AI Algorithm-Based Two-Stage Optimal Design Methodology of High-Efficiency CLLC Resonant Converters for the Hybrid AC-DC Microgrid Applications

• Published in: IEEE transactions on industrial electronics (1982) Vol. 66; no. 12; pp. 9756 - 9767
• Main Authors: Zhao, Bin, Zhang, Xin, Huang, Jingjing
• Format: Journal Article
• Language: English
• Published: New York IEEE 01.12.2019; The Institute of Electrical and Electronics Engineers, Inc. (IEEE)

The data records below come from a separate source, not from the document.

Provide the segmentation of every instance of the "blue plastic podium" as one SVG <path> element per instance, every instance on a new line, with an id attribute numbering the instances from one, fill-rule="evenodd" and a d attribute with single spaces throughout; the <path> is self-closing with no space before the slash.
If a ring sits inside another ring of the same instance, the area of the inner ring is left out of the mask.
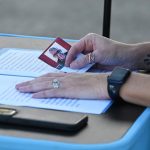
<path id="1" fill-rule="evenodd" d="M 0 48 L 44 49 L 51 40 L 48 37 L 1 34 Z M 89 125 L 76 135 L 55 135 L 44 131 L 41 136 L 39 131 L 30 131 L 0 125 L 0 150 L 149 150 L 150 108 L 131 104 L 112 106 L 106 114 L 89 115 Z"/>
<path id="2" fill-rule="evenodd" d="M 147 108 L 121 138 L 111 143 L 72 144 L 0 136 L 1 150 L 149 150 L 150 108 Z"/>

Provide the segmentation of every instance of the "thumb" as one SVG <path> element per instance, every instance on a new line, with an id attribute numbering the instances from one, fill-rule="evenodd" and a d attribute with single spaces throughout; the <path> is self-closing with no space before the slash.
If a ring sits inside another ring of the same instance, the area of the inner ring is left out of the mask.
<path id="1" fill-rule="evenodd" d="M 74 61 L 76 56 L 80 54 L 84 50 L 84 42 L 83 40 L 80 40 L 78 43 L 75 43 L 69 50 L 66 60 L 65 60 L 65 66 L 70 66 L 70 64 Z"/>
<path id="2" fill-rule="evenodd" d="M 70 68 L 72 69 L 80 69 L 89 64 L 88 55 L 81 55 L 77 57 L 71 64 Z"/>
<path id="3" fill-rule="evenodd" d="M 77 59 L 75 59 L 71 64 L 70 68 L 72 69 L 80 69 L 85 67 L 90 63 L 96 63 L 97 58 L 96 55 L 97 51 L 93 51 L 92 53 L 88 53 L 87 55 L 79 55 Z"/>

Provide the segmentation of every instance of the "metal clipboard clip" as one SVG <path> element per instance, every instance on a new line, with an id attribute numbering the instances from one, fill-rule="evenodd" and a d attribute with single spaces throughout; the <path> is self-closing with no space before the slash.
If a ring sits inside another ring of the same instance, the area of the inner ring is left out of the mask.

• Subjects: Air gaps; Algorithms; Artificial intelligence; Artificial intelligence (AI) algorithm; CLLC resonant converter; Computer simulation; Conduction losses; Core loss; Design methodology; Design optimization; Distributed generation; Electric converters; Energy conversion efficiency; Energy management; hybrid ac–dc microgrid; Inductance; Leakage; magnetic design; Magnetic resonance; Mathematical analysis; Mathematical model; Microgrids; Optimization; Power loss; Power transfer; Resonant converters; Switches; total power loss; Transformers; Winding
• ISSN: 0278-0046; 1557-9948
• DOI: 10.1109/TIE.2019.2896235

Thanks to the advantages of high power density and the capacity of bidirectional power transfer, the CLLC resonant converter is widely used in the hybrid ac-dc microgrid as a dc transformer to interlink the ac and dc bus. Since the voltages of ac and dc bus are controlled by the energy management system, the CLLC resonant converter operates under open-loop condition, which means the switching frequency and duty cycle are fixed. As a result, in the hybrid ac-dc microgrid applications, for the CLLC converter, the main concern is not the voltage regulation but the conversion efficiency. This paper focuses on the total power loss optimization and the magnetic design of the CLLC resonant converter based on artificial intelligence (AI) algorithm. In order to optimize the total power loss, an AI algorithm-based two-stage optimal design method is proposed. In the first stage, the total power loss, including the driving loss, turn- off loss, conduction loss of the switches, the power loss of the resonant capacitances, and copper and core loss of the transformer are optimized by the proposed AI algorithm, GA+PSO, and the optimal parameters, including the leakage inductances ( L r 1 and L r 2 ), magnetizing inductance ( L m ), and resonant capacitances ( C r 1 and C r 2 ) are derived. In the second stage, the optimal leakage inductances and magnetizing inductance are realized by setting proper distance between the primary winding and the secondary winding ( d w ), and the thickness of the air gap ( d a ). As for the magnetic design, in this paper, the leakage inductances of a planar transformer are used as the resonant inductances. The equations of d w and d a to achieve the optimal leakage inductances and magnetizing inductance are derived. Both the proposed optimal design method and the equations of d w and d a are validated by simulations and experiments.